Kunstwerke werden nicht verändert

Rose-Möhring liegt damit falsch – und man muss sich dazu nicht mal über den grassierenden Gender-Wahnsinn lustig machen, der Absurditäten wie die Anrede „Herr Professorin“ an der Leipziger Uni hervorbringt. Da wäre zunächst mal der Umstand, dass ein Musikstück ein Kunstwerk und ein Zeugnis seiner Zeit ist, ebenso wie ein Gemälde oder die Skulptur eines Bildhauers. Und jeder weiß das. Wer aber käme in westlichen Ländern auf den Gedanken, beispielsweise das Gemälde „Picknick im Grünen“ des französischen Malers Édouard Manet zu übermalen, weil darauf nur die Frauen unbekleidet sind, nicht aber die Männer? Gut, ein Museum in Manchester hat das Gemälde des englischen Meisters John William Waterhouse „Hylas und die Nymphen“ abgehängt, weil es eine Debatte über Sexismus in der Kunst auslösen wollte, und in Rom wurden die Statuen nackter Frauen verhüllt, als ein iranischer Politiker zu Besuch kam – „Shitstorm“ jeweils inklusive. Aber ernsthafte Änderungsversuche aus Korrektheit bei Gemälden oder Skulpturen?

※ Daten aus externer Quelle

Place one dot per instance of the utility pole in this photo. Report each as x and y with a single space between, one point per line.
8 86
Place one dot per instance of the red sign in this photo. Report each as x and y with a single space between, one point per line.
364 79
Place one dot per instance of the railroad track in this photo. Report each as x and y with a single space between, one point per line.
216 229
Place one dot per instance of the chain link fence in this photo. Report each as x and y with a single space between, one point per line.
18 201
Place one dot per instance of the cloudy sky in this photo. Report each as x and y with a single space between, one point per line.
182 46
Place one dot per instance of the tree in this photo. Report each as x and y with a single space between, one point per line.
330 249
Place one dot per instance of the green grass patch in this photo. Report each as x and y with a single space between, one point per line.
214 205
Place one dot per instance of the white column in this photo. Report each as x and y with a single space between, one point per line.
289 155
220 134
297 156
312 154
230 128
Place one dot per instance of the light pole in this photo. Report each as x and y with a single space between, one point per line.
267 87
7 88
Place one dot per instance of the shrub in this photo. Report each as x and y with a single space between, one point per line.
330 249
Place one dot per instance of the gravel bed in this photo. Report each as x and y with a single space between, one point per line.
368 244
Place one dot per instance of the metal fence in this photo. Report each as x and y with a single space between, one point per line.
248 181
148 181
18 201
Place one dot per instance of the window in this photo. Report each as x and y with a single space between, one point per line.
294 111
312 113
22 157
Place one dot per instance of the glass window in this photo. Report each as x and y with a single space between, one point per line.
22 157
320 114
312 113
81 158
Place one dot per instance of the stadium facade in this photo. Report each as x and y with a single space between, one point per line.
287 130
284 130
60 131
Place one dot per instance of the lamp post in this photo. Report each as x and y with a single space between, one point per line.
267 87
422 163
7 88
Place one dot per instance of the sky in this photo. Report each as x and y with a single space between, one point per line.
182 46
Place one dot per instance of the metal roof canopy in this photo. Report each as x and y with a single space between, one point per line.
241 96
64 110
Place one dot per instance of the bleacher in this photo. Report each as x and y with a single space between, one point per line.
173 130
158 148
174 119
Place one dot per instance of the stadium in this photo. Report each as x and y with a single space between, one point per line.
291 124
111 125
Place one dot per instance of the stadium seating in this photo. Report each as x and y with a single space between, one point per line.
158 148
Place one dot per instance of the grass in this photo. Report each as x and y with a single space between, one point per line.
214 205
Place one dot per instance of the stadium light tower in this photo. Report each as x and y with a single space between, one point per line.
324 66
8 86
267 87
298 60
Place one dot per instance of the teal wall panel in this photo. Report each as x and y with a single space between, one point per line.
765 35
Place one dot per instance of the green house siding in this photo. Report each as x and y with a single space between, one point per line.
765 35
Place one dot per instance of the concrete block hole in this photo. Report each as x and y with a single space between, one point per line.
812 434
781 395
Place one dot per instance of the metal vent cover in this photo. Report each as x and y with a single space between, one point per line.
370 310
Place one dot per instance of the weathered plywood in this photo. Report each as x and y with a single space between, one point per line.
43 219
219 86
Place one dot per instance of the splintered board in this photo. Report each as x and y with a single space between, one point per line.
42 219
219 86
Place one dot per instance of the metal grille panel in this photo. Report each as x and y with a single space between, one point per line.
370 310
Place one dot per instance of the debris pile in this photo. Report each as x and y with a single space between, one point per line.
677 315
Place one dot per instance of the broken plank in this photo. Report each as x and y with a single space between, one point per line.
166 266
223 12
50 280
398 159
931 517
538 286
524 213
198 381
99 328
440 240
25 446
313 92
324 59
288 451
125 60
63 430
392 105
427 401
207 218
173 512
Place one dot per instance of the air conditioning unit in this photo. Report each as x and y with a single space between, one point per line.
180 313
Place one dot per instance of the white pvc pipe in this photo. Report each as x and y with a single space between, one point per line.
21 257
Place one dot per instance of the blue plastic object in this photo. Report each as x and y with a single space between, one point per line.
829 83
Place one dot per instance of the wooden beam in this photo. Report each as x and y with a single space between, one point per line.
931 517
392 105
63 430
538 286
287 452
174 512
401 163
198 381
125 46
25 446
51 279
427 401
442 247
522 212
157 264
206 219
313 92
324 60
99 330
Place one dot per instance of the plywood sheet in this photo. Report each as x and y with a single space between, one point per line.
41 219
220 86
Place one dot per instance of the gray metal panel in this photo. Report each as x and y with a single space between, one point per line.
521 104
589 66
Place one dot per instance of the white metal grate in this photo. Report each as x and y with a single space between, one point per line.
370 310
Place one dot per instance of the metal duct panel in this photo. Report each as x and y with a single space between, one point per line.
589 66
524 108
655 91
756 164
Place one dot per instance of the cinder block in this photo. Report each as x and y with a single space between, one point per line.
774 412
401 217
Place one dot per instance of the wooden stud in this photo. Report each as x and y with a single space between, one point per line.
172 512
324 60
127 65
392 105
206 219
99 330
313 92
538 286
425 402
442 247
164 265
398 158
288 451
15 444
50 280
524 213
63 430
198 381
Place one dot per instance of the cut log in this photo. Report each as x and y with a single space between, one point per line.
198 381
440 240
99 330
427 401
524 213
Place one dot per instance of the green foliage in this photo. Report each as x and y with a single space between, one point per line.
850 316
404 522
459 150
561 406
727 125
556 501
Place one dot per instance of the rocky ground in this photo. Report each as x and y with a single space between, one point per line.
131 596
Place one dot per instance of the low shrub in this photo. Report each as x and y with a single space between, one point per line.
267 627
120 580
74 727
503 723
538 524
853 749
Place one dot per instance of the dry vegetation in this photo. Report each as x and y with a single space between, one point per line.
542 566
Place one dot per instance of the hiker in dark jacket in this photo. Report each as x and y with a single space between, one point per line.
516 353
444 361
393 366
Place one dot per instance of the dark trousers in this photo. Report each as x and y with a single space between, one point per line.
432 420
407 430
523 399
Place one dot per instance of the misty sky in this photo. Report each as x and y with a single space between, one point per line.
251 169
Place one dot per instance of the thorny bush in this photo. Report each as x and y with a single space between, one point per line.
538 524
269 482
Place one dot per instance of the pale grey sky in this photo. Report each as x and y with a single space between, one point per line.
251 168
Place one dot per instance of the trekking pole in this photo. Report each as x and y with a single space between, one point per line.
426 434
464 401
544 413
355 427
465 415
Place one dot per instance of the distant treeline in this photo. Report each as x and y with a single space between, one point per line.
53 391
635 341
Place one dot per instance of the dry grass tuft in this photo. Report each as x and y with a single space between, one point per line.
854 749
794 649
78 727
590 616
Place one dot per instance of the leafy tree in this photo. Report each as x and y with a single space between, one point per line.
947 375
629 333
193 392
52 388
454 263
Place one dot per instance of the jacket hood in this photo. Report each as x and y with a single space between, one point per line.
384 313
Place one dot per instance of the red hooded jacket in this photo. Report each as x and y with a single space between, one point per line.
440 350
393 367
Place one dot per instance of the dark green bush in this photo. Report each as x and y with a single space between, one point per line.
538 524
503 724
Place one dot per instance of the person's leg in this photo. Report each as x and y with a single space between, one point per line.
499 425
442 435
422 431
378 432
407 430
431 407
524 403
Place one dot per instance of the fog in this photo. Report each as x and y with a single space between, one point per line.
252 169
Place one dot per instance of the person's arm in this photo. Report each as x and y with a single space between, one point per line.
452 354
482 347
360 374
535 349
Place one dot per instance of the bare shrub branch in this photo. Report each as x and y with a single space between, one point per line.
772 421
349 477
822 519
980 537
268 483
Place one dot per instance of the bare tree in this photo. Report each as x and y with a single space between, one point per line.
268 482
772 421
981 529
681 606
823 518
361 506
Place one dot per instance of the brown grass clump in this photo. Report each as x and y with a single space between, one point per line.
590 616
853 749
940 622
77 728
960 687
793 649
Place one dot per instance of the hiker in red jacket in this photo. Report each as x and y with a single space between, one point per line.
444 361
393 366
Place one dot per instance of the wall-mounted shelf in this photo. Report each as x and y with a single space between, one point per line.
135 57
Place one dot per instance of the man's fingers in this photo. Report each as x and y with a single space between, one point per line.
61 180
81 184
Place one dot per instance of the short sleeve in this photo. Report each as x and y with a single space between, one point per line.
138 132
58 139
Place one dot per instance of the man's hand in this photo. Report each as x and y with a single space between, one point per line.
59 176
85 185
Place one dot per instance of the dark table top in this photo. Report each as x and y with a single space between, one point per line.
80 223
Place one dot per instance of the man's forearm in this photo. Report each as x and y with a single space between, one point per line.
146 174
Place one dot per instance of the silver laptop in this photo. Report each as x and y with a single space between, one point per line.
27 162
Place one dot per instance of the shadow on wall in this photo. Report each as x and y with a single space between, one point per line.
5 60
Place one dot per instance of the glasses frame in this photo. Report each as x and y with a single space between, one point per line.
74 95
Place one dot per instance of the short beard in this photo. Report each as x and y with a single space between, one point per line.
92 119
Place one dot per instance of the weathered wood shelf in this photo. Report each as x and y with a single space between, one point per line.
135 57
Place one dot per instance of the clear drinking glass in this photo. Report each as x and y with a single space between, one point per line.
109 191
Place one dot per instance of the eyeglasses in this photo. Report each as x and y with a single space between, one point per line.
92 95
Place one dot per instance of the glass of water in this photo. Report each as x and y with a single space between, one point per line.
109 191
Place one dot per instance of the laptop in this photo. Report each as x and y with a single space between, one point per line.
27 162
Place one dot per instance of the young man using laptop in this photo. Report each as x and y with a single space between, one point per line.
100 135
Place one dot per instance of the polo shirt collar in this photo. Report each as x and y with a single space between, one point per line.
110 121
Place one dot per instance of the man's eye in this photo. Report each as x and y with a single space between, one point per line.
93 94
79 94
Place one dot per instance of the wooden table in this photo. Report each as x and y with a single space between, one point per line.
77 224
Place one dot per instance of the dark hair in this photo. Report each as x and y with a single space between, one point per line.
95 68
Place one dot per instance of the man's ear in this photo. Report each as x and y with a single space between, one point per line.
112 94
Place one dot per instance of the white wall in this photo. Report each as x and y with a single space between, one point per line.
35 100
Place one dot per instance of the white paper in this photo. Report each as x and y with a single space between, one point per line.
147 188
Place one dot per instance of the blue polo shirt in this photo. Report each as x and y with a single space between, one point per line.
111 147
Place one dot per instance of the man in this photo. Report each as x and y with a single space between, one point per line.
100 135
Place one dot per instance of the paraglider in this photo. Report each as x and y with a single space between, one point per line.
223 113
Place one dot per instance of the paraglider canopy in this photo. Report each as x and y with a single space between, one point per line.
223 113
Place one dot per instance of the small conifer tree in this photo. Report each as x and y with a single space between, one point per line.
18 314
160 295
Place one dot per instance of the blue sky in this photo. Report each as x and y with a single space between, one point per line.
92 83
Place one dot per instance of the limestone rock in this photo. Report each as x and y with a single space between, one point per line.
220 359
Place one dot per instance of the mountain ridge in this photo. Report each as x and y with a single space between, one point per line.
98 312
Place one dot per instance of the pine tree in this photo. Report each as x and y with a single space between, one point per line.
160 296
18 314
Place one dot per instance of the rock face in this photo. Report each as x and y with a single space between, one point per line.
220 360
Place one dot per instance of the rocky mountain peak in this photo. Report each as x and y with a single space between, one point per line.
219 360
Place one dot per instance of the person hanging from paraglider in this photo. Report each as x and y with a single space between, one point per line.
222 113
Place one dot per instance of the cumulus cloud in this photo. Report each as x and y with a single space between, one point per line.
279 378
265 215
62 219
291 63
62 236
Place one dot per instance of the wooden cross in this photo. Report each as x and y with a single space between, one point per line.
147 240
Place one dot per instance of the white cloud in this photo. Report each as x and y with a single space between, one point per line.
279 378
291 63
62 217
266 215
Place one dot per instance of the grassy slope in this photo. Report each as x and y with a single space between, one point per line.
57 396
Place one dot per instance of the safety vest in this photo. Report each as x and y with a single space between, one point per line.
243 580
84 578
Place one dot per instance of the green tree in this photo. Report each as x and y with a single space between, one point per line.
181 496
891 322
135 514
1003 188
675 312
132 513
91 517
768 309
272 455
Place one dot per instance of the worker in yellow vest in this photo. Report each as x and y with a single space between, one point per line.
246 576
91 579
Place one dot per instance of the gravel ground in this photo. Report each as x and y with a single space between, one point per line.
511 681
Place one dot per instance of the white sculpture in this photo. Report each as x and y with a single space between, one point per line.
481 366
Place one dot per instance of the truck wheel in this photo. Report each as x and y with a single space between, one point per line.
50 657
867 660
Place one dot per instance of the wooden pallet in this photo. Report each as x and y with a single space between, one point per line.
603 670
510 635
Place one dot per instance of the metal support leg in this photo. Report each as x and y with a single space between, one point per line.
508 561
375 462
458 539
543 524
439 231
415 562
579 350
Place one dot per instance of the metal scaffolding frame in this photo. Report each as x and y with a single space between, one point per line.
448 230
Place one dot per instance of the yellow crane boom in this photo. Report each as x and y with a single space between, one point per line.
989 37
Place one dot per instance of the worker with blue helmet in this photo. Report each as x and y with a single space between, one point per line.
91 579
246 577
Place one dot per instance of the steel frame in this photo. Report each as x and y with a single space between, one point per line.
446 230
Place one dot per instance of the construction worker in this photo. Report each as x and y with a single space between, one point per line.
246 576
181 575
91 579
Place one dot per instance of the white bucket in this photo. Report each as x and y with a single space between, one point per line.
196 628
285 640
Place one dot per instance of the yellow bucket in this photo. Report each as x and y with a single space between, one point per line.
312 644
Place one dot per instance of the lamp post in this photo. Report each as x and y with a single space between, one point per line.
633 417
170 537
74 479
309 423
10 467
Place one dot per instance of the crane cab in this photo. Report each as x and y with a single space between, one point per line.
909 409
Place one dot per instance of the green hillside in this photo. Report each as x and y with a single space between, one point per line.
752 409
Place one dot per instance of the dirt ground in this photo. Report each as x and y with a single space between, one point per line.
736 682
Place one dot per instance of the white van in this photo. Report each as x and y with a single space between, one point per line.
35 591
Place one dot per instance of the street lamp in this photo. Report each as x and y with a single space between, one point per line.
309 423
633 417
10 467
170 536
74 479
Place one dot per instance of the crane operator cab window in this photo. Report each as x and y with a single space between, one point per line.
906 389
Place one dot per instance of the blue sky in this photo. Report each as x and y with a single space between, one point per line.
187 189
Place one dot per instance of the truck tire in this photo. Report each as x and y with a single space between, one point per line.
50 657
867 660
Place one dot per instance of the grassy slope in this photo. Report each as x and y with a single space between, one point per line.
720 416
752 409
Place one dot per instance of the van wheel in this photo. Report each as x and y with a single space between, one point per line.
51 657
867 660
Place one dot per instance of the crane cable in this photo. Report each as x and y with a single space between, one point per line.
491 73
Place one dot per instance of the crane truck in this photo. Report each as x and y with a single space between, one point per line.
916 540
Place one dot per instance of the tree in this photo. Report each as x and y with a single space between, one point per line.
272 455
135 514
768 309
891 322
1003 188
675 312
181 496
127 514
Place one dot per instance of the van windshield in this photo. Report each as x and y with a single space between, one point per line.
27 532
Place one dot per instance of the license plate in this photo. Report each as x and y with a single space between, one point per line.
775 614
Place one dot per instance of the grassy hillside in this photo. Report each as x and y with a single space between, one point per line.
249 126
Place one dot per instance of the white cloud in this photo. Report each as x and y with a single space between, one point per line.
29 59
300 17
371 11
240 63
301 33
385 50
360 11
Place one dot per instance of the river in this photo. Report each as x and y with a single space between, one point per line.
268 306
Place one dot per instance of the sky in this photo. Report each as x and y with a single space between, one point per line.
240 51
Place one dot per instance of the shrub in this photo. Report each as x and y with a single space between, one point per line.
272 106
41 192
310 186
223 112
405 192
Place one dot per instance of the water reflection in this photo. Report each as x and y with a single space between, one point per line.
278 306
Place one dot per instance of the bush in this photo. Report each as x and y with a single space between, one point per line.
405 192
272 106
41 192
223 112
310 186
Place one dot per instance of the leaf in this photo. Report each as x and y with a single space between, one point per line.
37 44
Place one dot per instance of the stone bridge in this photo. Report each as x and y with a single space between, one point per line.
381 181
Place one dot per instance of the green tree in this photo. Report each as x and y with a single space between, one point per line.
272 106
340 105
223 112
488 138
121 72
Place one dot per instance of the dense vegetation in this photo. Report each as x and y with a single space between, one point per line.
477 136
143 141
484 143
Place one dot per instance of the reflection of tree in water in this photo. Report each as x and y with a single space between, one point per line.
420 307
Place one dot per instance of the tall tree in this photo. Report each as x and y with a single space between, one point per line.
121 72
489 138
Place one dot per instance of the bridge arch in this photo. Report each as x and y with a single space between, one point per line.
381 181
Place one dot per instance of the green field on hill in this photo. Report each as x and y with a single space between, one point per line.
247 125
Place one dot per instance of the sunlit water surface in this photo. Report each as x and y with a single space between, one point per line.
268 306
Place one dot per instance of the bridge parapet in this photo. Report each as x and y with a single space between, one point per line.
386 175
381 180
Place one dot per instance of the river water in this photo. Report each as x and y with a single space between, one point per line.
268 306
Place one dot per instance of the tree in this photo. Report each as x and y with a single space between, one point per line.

Ja, Nationalhymnen sollten für alle Bürger stehen und sind nicht unbedingt ewig gültig. Dies kann man an den zwei weiteren Strophen des Deutschlandliedes sehen, deren Texte entweder NS-belastet („Deutschland, Deutschland über alles“) oder überholt („von der Maas bis an die Memel“) sind und die deshalb nicht mehr gesungen werden. Doch die dritte Strophe ist eben nicht überholt und wurde bewusst nach 1945 zur Hymne erkoren. Denn das Wort „Vaterland“ schließt ebenso wie „brüderlich“ niemanden aus, auch wenn einige Grüne noch so sehr dieser Ansicht sind. Im Gegenteil heißt es in der Hymne: „Danach lasst uns ALLE streben“.

Im Grab umdrehen

Dann wäre da Punkt zwei: das Wort „brüderlich“ ist nicht gleichbedeutend mit „couragiert“. Letzteres bedeutet mutig oder entschlossen, „brüderlich“ bedeutet: gemeinsam, miteinander, solidarisch. Als August Heinrich Hoffmann von Fallersleben 1841 auf Helgoland den späteren Hymnentext schrieb, sehnte er sich nach einem geeinten Staat, der alle deutschen Stämme vereinen sollte.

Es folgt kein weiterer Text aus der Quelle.